Saat ini, angka prevalensi perokok anak terus meningkat. Pada 2019, angka prevalensi merokok anak sebanyak 9,1 persen. Jauh melebihi target Rancangan Pembangunan Jangka Menengah Nasional 2014-2019 yang mematok 5,4 persen angka prevalensi perokok anak.
“Saya terkejut di anak-anak muda Indonesia yang tinggi sekali prevalensi perokok,” ucapnya, (3/6/2021)
Menurut dia, pendekatan gerakan sosial paling efektik lantaran menyentuh hati.
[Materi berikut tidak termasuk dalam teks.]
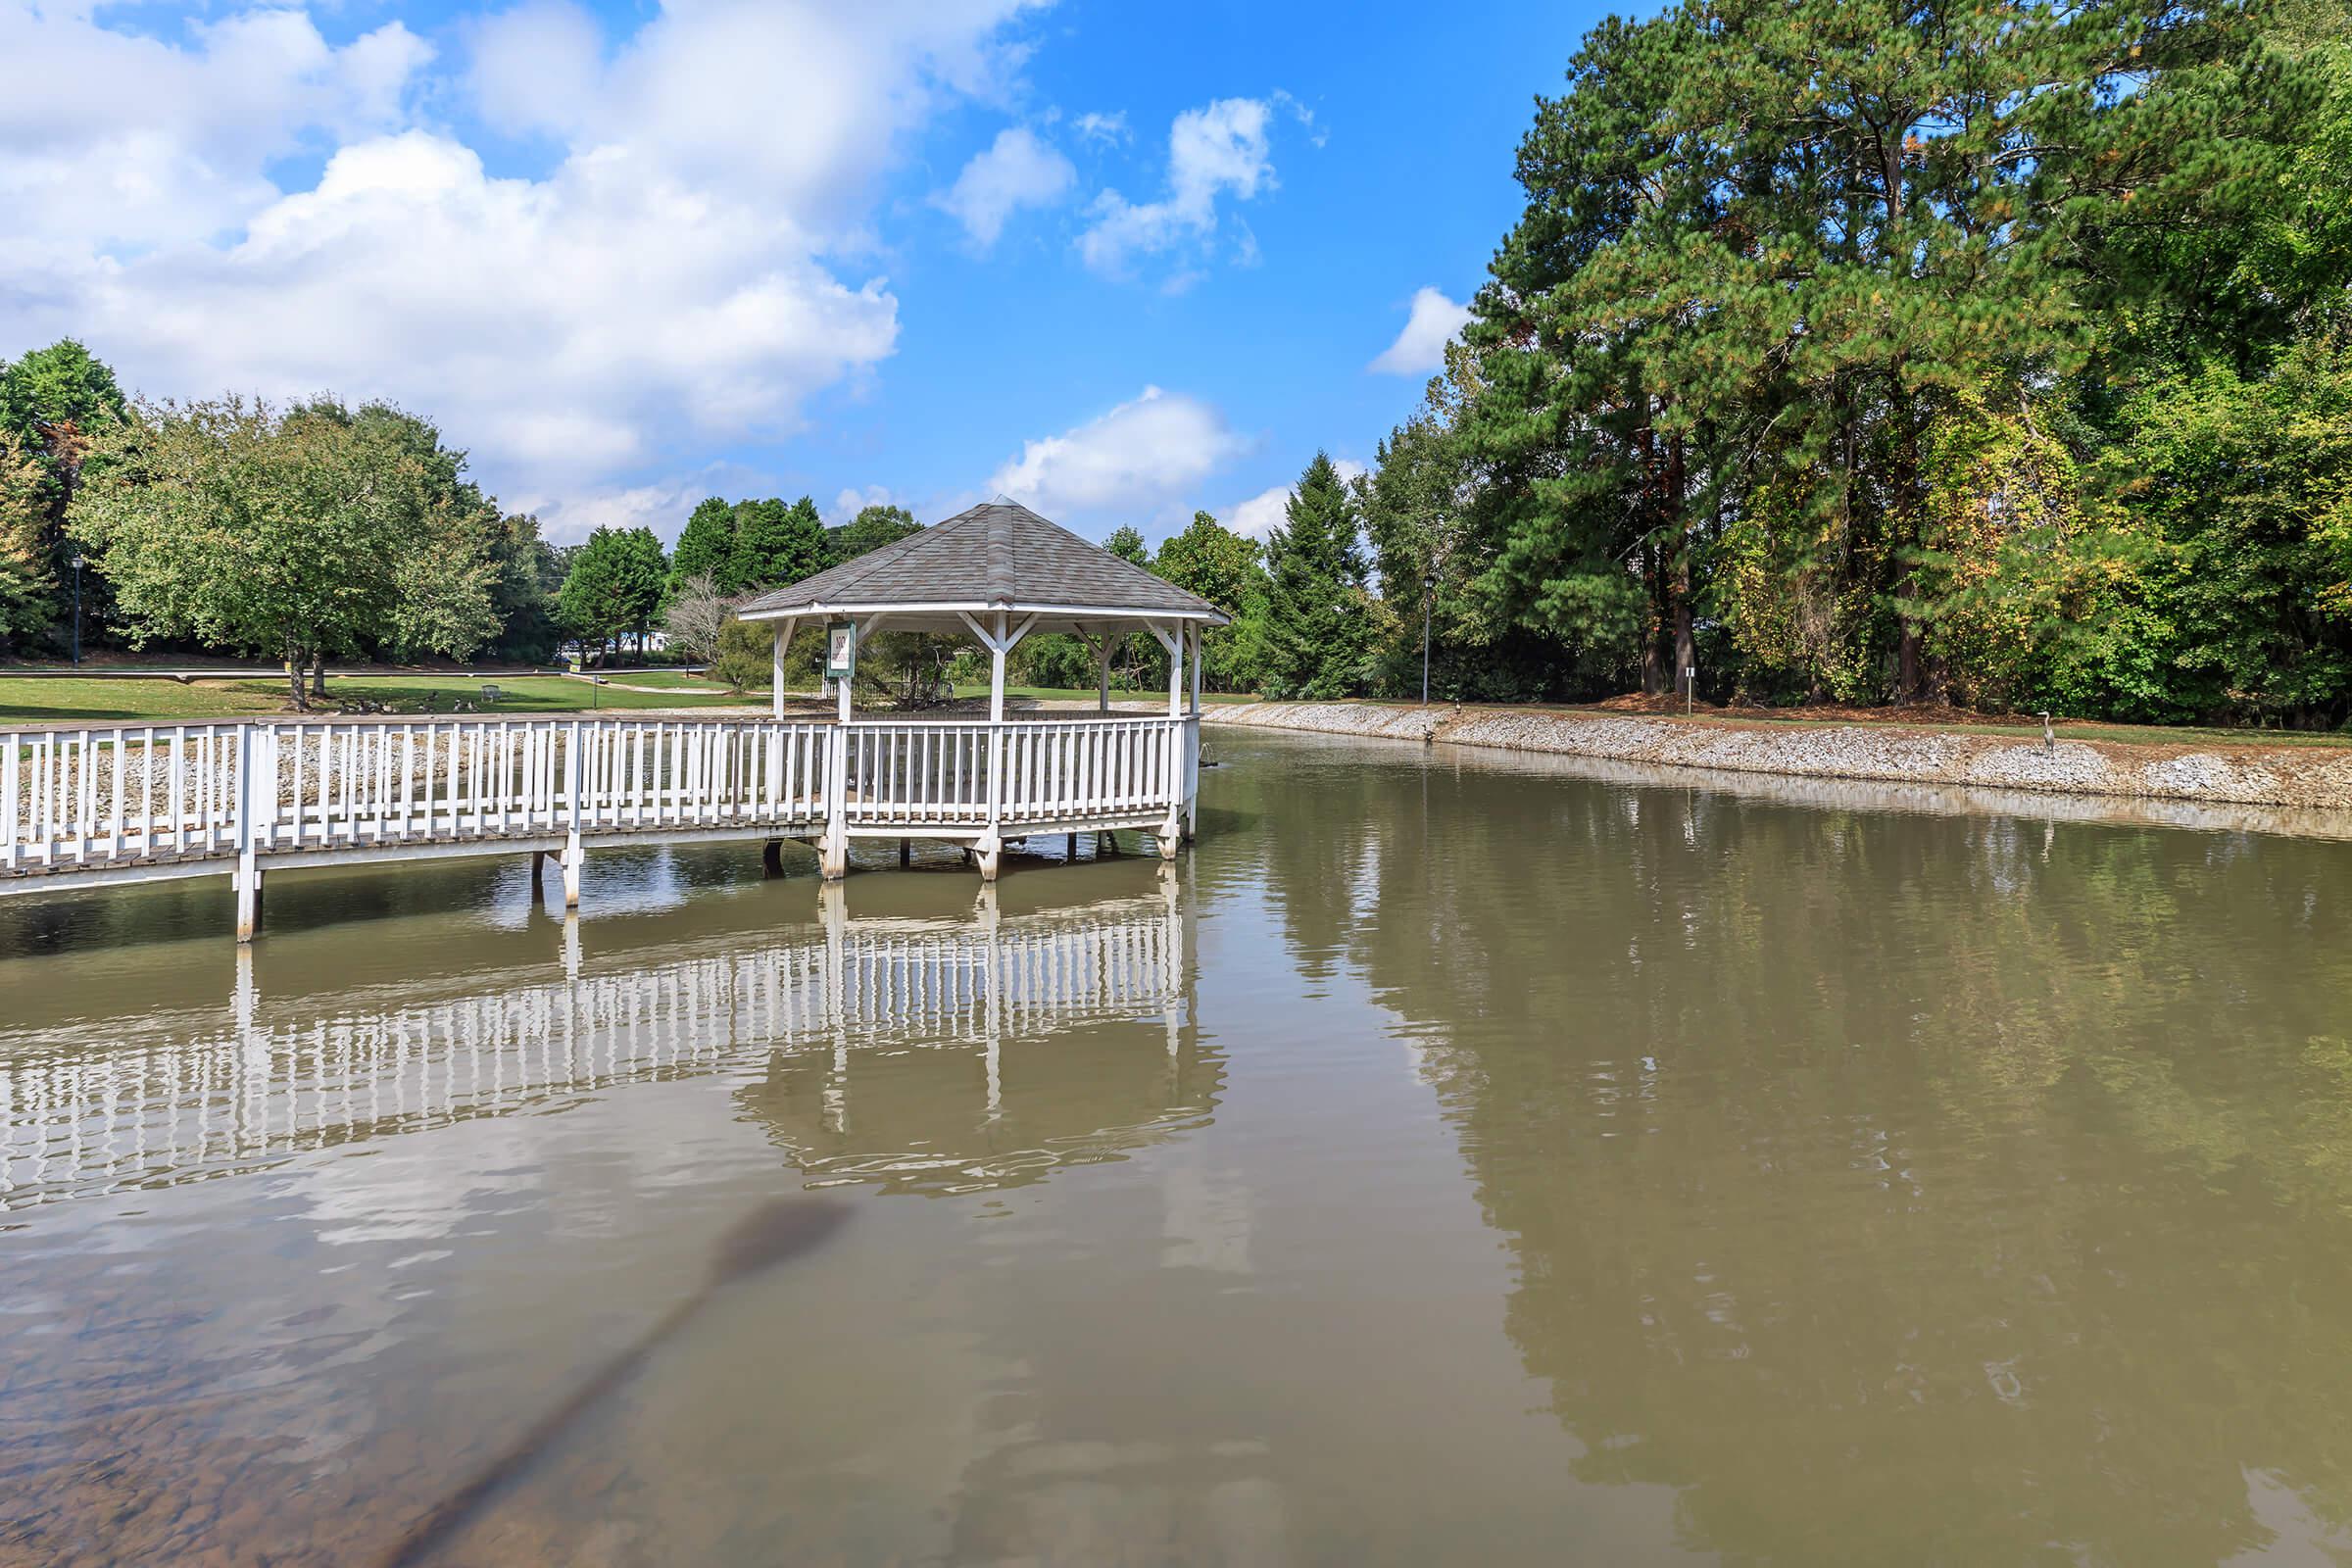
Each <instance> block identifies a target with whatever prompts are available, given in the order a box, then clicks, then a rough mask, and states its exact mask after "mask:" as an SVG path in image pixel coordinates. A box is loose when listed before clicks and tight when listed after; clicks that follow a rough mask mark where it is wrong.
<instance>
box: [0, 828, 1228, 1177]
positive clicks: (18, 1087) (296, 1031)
mask: <svg viewBox="0 0 2352 1568" xmlns="http://www.w3.org/2000/svg"><path fill="white" fill-rule="evenodd" d="M1160 877H1162V891H1160V896H1141V898H1117V900H1101V903H1094V905H1084V907H1075V910H1051V912H1040V914H1016V917H997V914H995V903H993V900H995V896H993V893H983V905H981V912H978V914H976V917H974V919H969V922H938V919H849V917H847V912H844V900H842V893H840V889H828V893H826V898H823V903H821V922H818V926H814V929H804V931H802V933H797V936H795V938H790V940H786V943H776V945H764V947H750V950H739V952H727V954H713V957H691V959H673V961H663V964H649V966H637V969H619V971H602V973H597V971H583V964H581V957H579V919H576V917H572V919H567V940H564V973H562V976H546V978H508V980H506V983H503V985H487V987H482V990H477V992H468V994H456V997H449V994H430V997H423V999H416V1001H402V999H400V997H397V994H395V997H388V999H374V1001H369V1004H367V1006H362V1009H355V1011H353V1009H343V1006H329V1009H327V1011H322V1013H296V1016H278V1018H273V1016H270V1009H268V1004H266V999H263V997H259V994H256V992H254V983H252V961H249V954H247V952H245V950H240V964H238V990H235V997H233V1009H230V1013H233V1016H230V1018H223V1023H221V1025H219V1027H209V1030H207V1027H198V1030H188V1032H167V1034H148V1037H141V1034H136V1032H132V1034H127V1037H120V1034H108V1032H103V1030H92V1027H89V1025H75V1027H68V1030H26V1032H9V1030H7V1027H5V1020H0V1213H5V1211H12V1208H28V1206H38V1204H49V1201H59V1199H71V1197H92V1194H106V1192H125V1190H139V1187H169V1185H179V1182H191V1180H207V1178H214V1175H230V1173H235V1171H252V1168H259V1166H268V1164H278V1161H282V1159H289V1157H299V1154H308V1152H315V1150H325V1147H334V1145H348V1143H362V1140H369V1138H386V1135H397V1133H407V1131H419V1128H430V1126H445V1124H452V1121H461V1119H470V1117H499V1114H510V1112H529V1110H546V1107H548V1105H550V1103H555V1100H562V1098H572V1095H579V1093H595V1091H604V1088H612V1086H619V1084H633V1081H656V1079H680V1077H701V1074H713V1072H748V1070H757V1067H760V1065H762V1058H774V1060H771V1063H769V1065H767V1084H764V1086H760V1088H757V1091H753V1093H755V1095H757V1098H760V1105H757V1107H755V1110H762V1112H764V1114H767V1117H771V1121H774V1126H776V1135H779V1140H786V1143H788V1145H790V1147H793V1150H795V1152H797V1154H807V1159H800V1164H804V1166H807V1168H814V1164H811V1161H814V1159H816V1152H814V1150H802V1145H804V1143H816V1140H821V1138H823V1135H826V1133H835V1135H837V1133H844V1131H849V1128H851V1126H854V1121H856V1119H858V1098H856V1095H858V1081H861V1072H858V1056H861V1053H863V1051H882V1053H889V1056H891V1058H896V1056H898V1053H903V1051H908V1048H924V1051H950V1053H957V1056H960V1058H962V1060H964V1063H969V1065H964V1067H955V1072H953V1077H955V1081H957V1084H969V1093H962V1091H960V1093H962V1112H957V1114H964V1117H969V1121H971V1124H974V1126H985V1124H990V1121H995V1119H997V1114H1000V1110H1002V1107H1004V1105H1007V1100H1009V1098H1011V1100H1014V1103H1018V1100H1021V1093H1023V1077H1021V1067H1018V1060H1016V1065H1014V1067H1011V1070H1007V1063H1004V1044H1007V1041H1016V1044H1018V1041H1040V1039H1044V1037H1049V1034H1054V1032H1061V1030H1075V1027H1084V1025H1096V1023H1112V1020H1131V1018H1157V1020H1160V1025H1162V1034H1164V1053H1167V1058H1174V1056H1176V1053H1178V1030H1181V1025H1183V1011H1185V1006H1183V1004H1185V994H1188V971H1185V950H1183V943H1185V926H1183V914H1181V910H1178V898H1176V882H1174V872H1169V870H1162V872H1160ZM1117 1048H1120V1051H1129V1048H1131V1041H1124V1039H1122V1041H1120V1046H1117ZM786 1063H793V1067H790V1081H793V1084H795V1086H800V1084H802V1081H804V1084H807V1093H809V1100H811V1103H809V1105H807V1110H802V1107H788V1105H779V1103H776V1095H779V1093H781V1091H779V1088H774V1084H779V1081H781V1079H779V1072H783V1065H786ZM802 1063H804V1067H800V1065H802ZM943 1067H946V1065H943ZM884 1077H891V1074H884ZM1080 1077H1082V1079H1084V1077H1087V1074H1080ZM1124 1077H1127V1079H1134V1074H1131V1072H1129V1074H1124ZM1068 1079H1070V1074H1068V1072H1056V1074H1054V1077H1051V1081H1044V1084H1040V1088H1044V1091H1047V1095H1049V1100H1056V1103H1058V1100H1065V1098H1068V1095H1070V1093H1073V1084H1070V1081H1068ZM950 1098H955V1095H950ZM1160 1110H1164V1105H1143V1107H1134V1105H1124V1107H1112V1110H1110V1112H1105V1110H1103V1107H1084V1114H1082V1117H1080V1119H1082V1121H1084V1119H1096V1126H1077V1128H1073V1131H1075V1133H1094V1131H1098V1126H1110V1124H1112V1121H1117V1119H1120V1117H1127V1119H1129V1121H1141V1119H1150V1117H1155V1114H1160ZM880 1114H882V1110H880V1107H875V1117H880ZM868 1121H870V1119H868ZM863 1133H868V1135H873V1143H870V1145H868V1147H866V1154H868V1157H875V1154H884V1152H887V1147H889V1128H882V1126H866V1128H863ZM920 1143H922V1140H920V1138H910V1140H908V1150H898V1152H891V1154H889V1161H891V1168H894V1171H898V1168H901V1166H908V1161H917V1164H920V1159H922V1150H920V1147H917V1145H920Z"/></svg>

Ada satu yang mesti dilihat bagaimana mengubah program ini, yang dulunya milik pemerintah, WHO, UNION menjadi satu gerakan, menjadi satu movement, yang dimiliki oleh satu masyarakat, terutama anak-anak muda Indonesia.
Direktur Jenderal Bina Pemerintahan Desa Kementerian Dalam Negeri Yusharto Kuntoyuno menuturkan, sesuai RPJMN, pemerintah menargetkan 374 kabupaten/kota sudah harus menerapkan KTR pada 2021 dan sebanyak 424 kabupaten/kota setahun sesudahnya.
Selain itu, pemerintah juga mematok target pada 2022, ada 175 kabupaten yang memiliki layanan berhenti merokok, minimal 40 persen dari jumlah puskesmas yang ada.
Menurut dia, pemerintah sudah menargetkan turunnya prevalensi perokok anak dari dari 9,1 pada 2019 turun menjadi 8,7 di 2024.
“Jika target pelaksanaan KTR dan layanan berhenti merokok, serta turunnya prevalensi perokok anak tidak tercapai, ini menjadi indikator kementerian untuk menilai performa pemerintah daerah,” ujarnya.